^
Well that means mostly the filtration is done marine plants and algae, isn't it?
None may drop tons of Mysis shrimp thrice a day in ocean but you have to admit hundreds of marine organisms die each day in the ocean.
No, most of the filtration is not done by marine plants.
As I understand the question you are asking generally where phosphate goes in the ocean. This can be confusing when we talk about nutrients as a general category, but then treat their removal as a single process. Like, in our tanks nitrogen and phosphorus both source from food, and fuel algae. So we tend to perceive them as the same problem. In this thread, amino acids have also been added as a culprit. But these compounds all behave very differently. They go different places, using very different routes. When thinking of a skimmer, I think it's better to consider all of the waste as organic poop. That's what skimmers remove, because it makes good bubbles. The poop has phos, nitrogen, and amino acids in it. Some poop is good for some coral, too much is bad for coral and grows ugly algae. Some critters like to eat it, and some are picky about whether it is in its turd form or has already decomposed into separate pieces of nitrate and phos.
I would say think of your skimmer as your toilet. No matter what you eat, you can eventually get that waste out of your house using this technology. If you instead tried to poop on your floor and grow all different grasses and trees in the pile, and pour charcoal in it, and purchase worms to aid in the decomposition, you could theoretically eat just enough to poop exactly the amount that your gross ant farm could manage. Your toilet-less house would be a perfect system, a replication of nature. But you'd need a really really big house and we tend to pack fish into our tanks.

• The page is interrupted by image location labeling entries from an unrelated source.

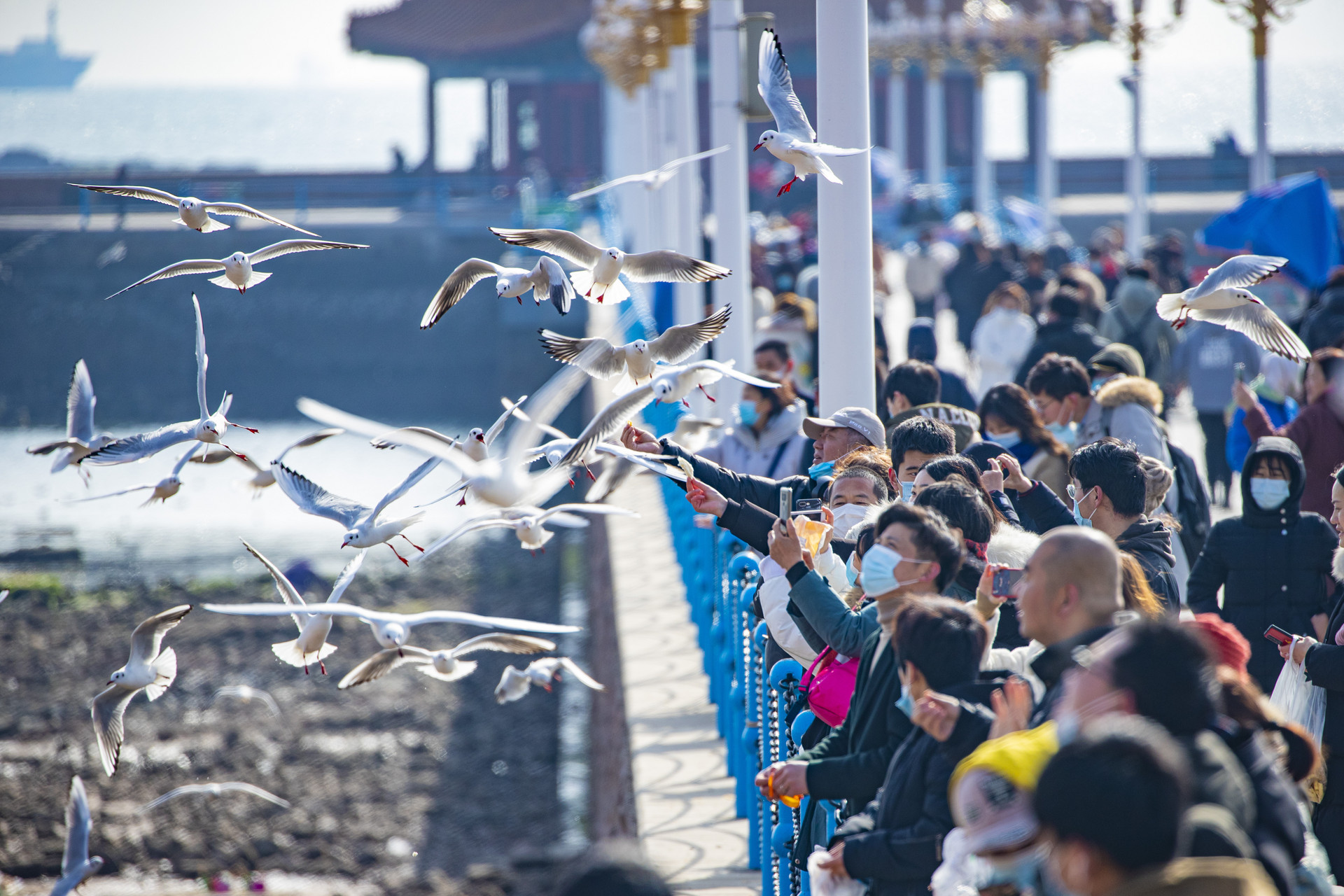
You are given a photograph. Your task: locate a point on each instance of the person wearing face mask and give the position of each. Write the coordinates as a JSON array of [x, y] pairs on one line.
[[1166, 672], [1008, 418], [766, 438], [914, 558], [1317, 430], [1272, 564], [895, 844], [1113, 806]]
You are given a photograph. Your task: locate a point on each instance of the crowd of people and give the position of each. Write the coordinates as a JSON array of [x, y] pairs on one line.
[[1034, 660]]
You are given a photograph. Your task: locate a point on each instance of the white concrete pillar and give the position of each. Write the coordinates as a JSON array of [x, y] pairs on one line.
[[844, 211], [732, 241]]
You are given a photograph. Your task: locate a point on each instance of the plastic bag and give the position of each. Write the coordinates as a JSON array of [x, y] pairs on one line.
[[1298, 699], [823, 883]]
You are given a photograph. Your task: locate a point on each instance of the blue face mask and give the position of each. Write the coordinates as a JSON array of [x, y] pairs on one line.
[[1269, 493], [1066, 433]]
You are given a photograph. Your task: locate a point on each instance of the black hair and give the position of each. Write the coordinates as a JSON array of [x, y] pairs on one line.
[[1138, 773], [1171, 673], [930, 533], [960, 465], [1117, 469], [941, 638], [917, 381], [776, 346], [879, 485], [962, 507], [921, 434], [1058, 377]]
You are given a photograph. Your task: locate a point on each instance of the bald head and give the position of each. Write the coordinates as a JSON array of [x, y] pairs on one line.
[[1072, 583]]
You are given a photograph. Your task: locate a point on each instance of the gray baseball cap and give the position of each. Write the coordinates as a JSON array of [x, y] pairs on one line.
[[859, 419]]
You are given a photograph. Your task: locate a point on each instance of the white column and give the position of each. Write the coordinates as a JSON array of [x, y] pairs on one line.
[[936, 144], [686, 188], [732, 241], [1262, 164], [1046, 175], [1136, 175], [981, 171], [844, 211]]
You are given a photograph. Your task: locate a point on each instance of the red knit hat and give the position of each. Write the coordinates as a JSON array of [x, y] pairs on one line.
[[1231, 648]]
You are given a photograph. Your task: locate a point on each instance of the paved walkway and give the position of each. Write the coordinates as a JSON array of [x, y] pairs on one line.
[[683, 797]]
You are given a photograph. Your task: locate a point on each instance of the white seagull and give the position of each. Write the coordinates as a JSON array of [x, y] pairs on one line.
[[528, 524], [503, 481], [148, 669], [238, 267], [793, 140], [546, 280], [248, 694], [191, 211], [360, 522], [76, 862], [604, 266], [216, 790], [80, 441], [651, 179], [515, 684], [1222, 298], [311, 645], [670, 384], [210, 428], [444, 665], [163, 489], [641, 356], [391, 629]]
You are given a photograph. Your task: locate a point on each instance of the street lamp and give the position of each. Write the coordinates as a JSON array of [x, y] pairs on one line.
[[1256, 14]]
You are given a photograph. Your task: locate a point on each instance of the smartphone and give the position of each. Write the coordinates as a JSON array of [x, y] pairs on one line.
[[809, 508], [1004, 580], [1278, 636]]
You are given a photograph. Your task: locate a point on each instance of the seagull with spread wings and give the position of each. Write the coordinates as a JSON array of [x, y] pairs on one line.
[[150, 668], [238, 267], [209, 429], [1222, 298], [651, 179], [640, 358], [792, 140], [546, 280], [360, 522], [311, 645], [603, 267], [191, 211], [80, 441], [445, 665]]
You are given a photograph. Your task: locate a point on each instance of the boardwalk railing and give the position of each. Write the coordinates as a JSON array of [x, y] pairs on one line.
[[721, 577]]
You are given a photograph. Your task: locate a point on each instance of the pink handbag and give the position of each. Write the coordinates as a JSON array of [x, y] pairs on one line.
[[828, 687]]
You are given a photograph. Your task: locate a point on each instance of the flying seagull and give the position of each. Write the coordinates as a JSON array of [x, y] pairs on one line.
[[604, 266], [1222, 298], [191, 211], [792, 140], [238, 267], [651, 179]]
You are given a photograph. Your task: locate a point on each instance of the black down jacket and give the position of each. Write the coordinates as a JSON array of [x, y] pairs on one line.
[[1273, 566]]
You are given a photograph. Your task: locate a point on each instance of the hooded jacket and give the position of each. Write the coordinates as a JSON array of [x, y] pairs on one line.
[[1273, 566]]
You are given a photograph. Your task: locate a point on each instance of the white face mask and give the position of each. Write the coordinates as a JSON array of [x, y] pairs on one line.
[[848, 516]]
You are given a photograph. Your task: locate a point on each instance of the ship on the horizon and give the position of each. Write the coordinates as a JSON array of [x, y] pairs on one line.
[[38, 64]]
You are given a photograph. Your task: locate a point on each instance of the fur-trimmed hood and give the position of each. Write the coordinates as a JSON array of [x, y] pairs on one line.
[[1130, 390]]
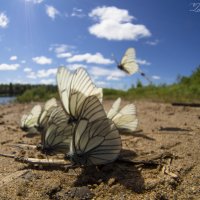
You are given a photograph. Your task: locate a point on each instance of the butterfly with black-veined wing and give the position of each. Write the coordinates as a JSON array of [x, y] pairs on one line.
[[57, 135], [73, 89], [128, 62], [95, 138], [30, 120], [129, 65], [46, 112], [125, 119]]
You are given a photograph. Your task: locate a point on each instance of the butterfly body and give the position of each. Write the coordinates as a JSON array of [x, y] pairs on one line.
[[128, 62]]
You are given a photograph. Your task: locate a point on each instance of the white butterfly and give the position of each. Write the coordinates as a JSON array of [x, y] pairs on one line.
[[125, 118], [74, 88], [128, 62], [95, 139], [46, 112], [57, 135], [30, 120]]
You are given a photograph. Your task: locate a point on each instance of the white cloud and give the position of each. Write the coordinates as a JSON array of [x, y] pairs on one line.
[[3, 20], [42, 60], [6, 67], [76, 66], [142, 62], [77, 12], [52, 12], [47, 81], [90, 58], [115, 24], [32, 75], [110, 74], [35, 1], [101, 83], [13, 58], [27, 69], [40, 73], [23, 61], [60, 48], [152, 43], [156, 77], [46, 73], [64, 55]]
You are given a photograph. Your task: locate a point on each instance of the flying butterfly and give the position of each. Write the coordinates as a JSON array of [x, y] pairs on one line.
[[128, 62], [125, 118], [95, 138], [73, 89], [129, 65], [29, 121], [56, 137]]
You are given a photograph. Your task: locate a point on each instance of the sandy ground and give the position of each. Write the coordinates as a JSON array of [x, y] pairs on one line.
[[164, 129]]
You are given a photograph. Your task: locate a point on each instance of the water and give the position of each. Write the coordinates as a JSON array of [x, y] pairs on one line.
[[6, 100]]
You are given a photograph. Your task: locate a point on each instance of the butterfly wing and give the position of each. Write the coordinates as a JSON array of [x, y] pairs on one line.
[[31, 120], [64, 80], [46, 112], [128, 62], [91, 109], [95, 143], [95, 139], [74, 89], [126, 120], [58, 134], [114, 109]]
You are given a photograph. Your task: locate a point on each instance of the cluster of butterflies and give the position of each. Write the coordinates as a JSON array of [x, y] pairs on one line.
[[79, 127]]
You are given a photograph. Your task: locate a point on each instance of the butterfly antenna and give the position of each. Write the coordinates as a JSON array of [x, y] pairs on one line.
[[145, 76]]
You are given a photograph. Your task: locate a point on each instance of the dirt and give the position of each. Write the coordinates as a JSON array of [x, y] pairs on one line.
[[165, 128]]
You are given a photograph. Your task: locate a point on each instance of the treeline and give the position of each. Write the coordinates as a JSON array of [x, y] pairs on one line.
[[18, 89], [186, 89]]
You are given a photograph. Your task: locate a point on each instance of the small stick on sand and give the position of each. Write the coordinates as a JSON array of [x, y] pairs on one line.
[[12, 177]]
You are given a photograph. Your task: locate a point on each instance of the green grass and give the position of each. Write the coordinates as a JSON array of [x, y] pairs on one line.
[[187, 89]]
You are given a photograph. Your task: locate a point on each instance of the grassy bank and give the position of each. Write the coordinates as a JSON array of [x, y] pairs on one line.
[[187, 89]]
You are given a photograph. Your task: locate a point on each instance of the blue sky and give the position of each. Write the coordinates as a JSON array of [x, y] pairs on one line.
[[37, 36]]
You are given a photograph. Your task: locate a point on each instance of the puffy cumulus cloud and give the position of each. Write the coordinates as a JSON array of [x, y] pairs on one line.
[[156, 77], [35, 1], [52, 12], [152, 43], [77, 12], [13, 58], [62, 50], [90, 58], [42, 60], [110, 74], [142, 62], [46, 73], [3, 20], [7, 67], [47, 81], [23, 61], [115, 24], [64, 55], [43, 73], [31, 75], [27, 69], [76, 66]]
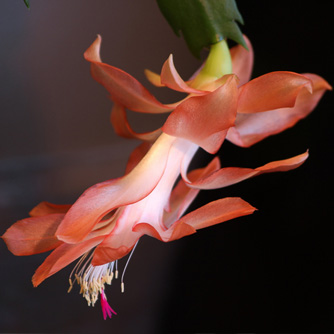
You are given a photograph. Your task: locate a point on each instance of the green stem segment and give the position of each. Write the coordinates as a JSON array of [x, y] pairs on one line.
[[203, 22], [218, 64]]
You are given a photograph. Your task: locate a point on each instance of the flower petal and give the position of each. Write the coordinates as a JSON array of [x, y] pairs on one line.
[[45, 208], [123, 88], [204, 119], [217, 212], [182, 195], [252, 128], [123, 128], [61, 257], [137, 155], [171, 78], [33, 235], [102, 198], [231, 175], [116, 245], [242, 61], [153, 78], [210, 214], [271, 91]]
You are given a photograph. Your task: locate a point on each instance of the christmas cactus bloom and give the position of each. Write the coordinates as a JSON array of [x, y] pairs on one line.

One of the things that makes the ocean different from a tank is the way that calcium structures can capture phosphate. Sooner or later all of that grimey beach sand will make its way out by typhoon or hurricane or slow deposition to the deep ocean pits where it will return to the earths core as magma and travel up to form new mountains. When it does, the phos that bound to it will fertilize coconut trees in Tahiti. This cycle does not occur in our tanks because it requires millennia.